Hardware Security Modules are a critical component in data integrity and confidentiality assurance of business transactions. Corporate organizations and banks employ security services such as encryption, decryption and strong authentication between identities and applications.
HSMs are deployed by enterprises for the defense of secret business communication. The security of the HSM must be ensured during the complete lifecycle starting from product development, consignment, deployment and decommissioning stages. Since the HSM are the most indispensable segment in charge of the information privacy as well as uprightness of business exchanges, the security of the entire business is at stake in case an HSM gets compromised.
The standard document PCI PTS (PIN Transaction Security) HSM v3 enlightens the core security aspects regarding every stage of the lifecycle of HSM. All HSM vendors must comply with these security requirements and guidelines which are mandatory to acquire PCI PTS HSM device approval.
A Little about PCI SSC & PCI DSS
PCI SSC (Payment Card Industry Security Standards Council) is a governing body established in September 2006 as a joint venture by MasterCard, American Express, Visa, JCB International and Discover Financial Services. It holds the mandate of managing the development in PCI and alignment of company’s policies to PCI DSS (Payment Card Industry Data Security Standard) which is an information security standard to prevent credit card scams and numerous additional security threats & vulnerabilities. Credit/Debit card processors such as MasterCard and Visa etc. implement the mechanism and security controls specified suggested in the PCI DSS. The entities that store, process and transmit the card information are required to follow PCI DSS.
PCI PTS HSM Version 3.0
PCI PTS HSM version 3.0 is the latest standard which was released on June 2016. PCI PTS HSM has displayed necessities for HSMs during their whole lifecycle (fabricating, conveyance, utilization, and decommissioning) which ought to be agreed by the HSM sellers referred as PCI PTS (PIN Transaction Security) HSM "Modular Security Requirements". PCI PTS are operational/technical security requirements for the protection of the cardholder-data along with cardholder authentication, payment processing and cryptographic key management etc. The principle goal of these necessities isn't to kill the plausibility of business cheats, however to decrease its likelihood and point of confinement its significances. All the HSM vendors and applications which store, process or transmit cardholder data must comply with this standard. PCI PTS HSM (v1 - v3) requirements deal with the following HSM features:
- PIN processing
- Card verification
- 3-D Secure
- Card production and personalization
- ATM interchange
- Data integrity
- Cash-card reloading
- Key generation
- Chip-card transaction processing
- Key injection
Evaluation Modules of PCI PTS HSM v3
PCI PTS HSM v3 presents four evaluation modules for HSM validation. Each module has its own respective requirements. These requirements will be used as the minimum acceptable criteria because the PCI has defined these requirements using a risk-reduction methodology that identifies the associated benefit when measured against acceptable costs to design and manufacture HSM devices. All the specified requirements are derived from the current ANSI, ISO and NIST standards which are already known/accepted as best practices by the financial payments industry. Once an HSM is approved by the PCI as per the above mentioned requirements, it is listed on their website.

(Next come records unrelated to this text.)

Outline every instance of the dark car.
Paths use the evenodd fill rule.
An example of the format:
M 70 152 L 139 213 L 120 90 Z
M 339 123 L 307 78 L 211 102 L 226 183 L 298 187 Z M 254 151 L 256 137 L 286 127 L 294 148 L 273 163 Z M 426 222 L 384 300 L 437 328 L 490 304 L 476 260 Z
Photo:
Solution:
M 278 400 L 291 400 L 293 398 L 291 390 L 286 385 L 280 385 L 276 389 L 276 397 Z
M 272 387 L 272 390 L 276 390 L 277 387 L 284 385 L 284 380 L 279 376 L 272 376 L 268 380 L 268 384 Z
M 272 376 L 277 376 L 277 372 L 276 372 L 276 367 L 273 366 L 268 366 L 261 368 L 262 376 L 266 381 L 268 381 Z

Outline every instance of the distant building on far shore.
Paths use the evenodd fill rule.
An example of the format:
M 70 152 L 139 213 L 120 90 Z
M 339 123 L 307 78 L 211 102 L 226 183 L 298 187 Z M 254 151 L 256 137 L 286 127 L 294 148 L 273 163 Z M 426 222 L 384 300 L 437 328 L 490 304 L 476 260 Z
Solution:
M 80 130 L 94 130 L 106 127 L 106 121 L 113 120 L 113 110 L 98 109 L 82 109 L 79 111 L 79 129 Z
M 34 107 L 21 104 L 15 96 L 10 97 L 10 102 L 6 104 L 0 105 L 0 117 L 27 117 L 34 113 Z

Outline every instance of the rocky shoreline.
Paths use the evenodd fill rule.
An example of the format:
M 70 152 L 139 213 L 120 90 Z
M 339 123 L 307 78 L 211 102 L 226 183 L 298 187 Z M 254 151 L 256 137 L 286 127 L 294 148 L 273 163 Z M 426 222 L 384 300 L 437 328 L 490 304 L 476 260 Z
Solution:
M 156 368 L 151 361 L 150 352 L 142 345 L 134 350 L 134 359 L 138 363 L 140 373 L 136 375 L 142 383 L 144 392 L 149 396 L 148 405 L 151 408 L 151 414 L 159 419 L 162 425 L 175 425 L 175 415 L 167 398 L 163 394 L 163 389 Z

This article discusses the guidance and direction for appropriately designing HSMs to meet the security needs for the protection of HSMs from the manufacturing phase to initial deployment. It is divided in four evaluation modules which are core requirements, key-loading devices, remote administration and device management security requirements. These mentioned requirements are the minimum acceptable criteria to be PCI PTS HSM version 3 certified.
About the author
Ulrich Scholten is an internationally active entrepreneur and scientist. He holds a PhD in information technology and owns several patents on cloud-based sensors. His research on cloud computing is regularly published in highly rated journals and conference papers. From 2008 - 2015, he was associated research scientist at the Karlsruhe Service Research Institute (KSRI), a partnership by KIT and IBM, where he researched network effects around web-platforms together with SAP Research.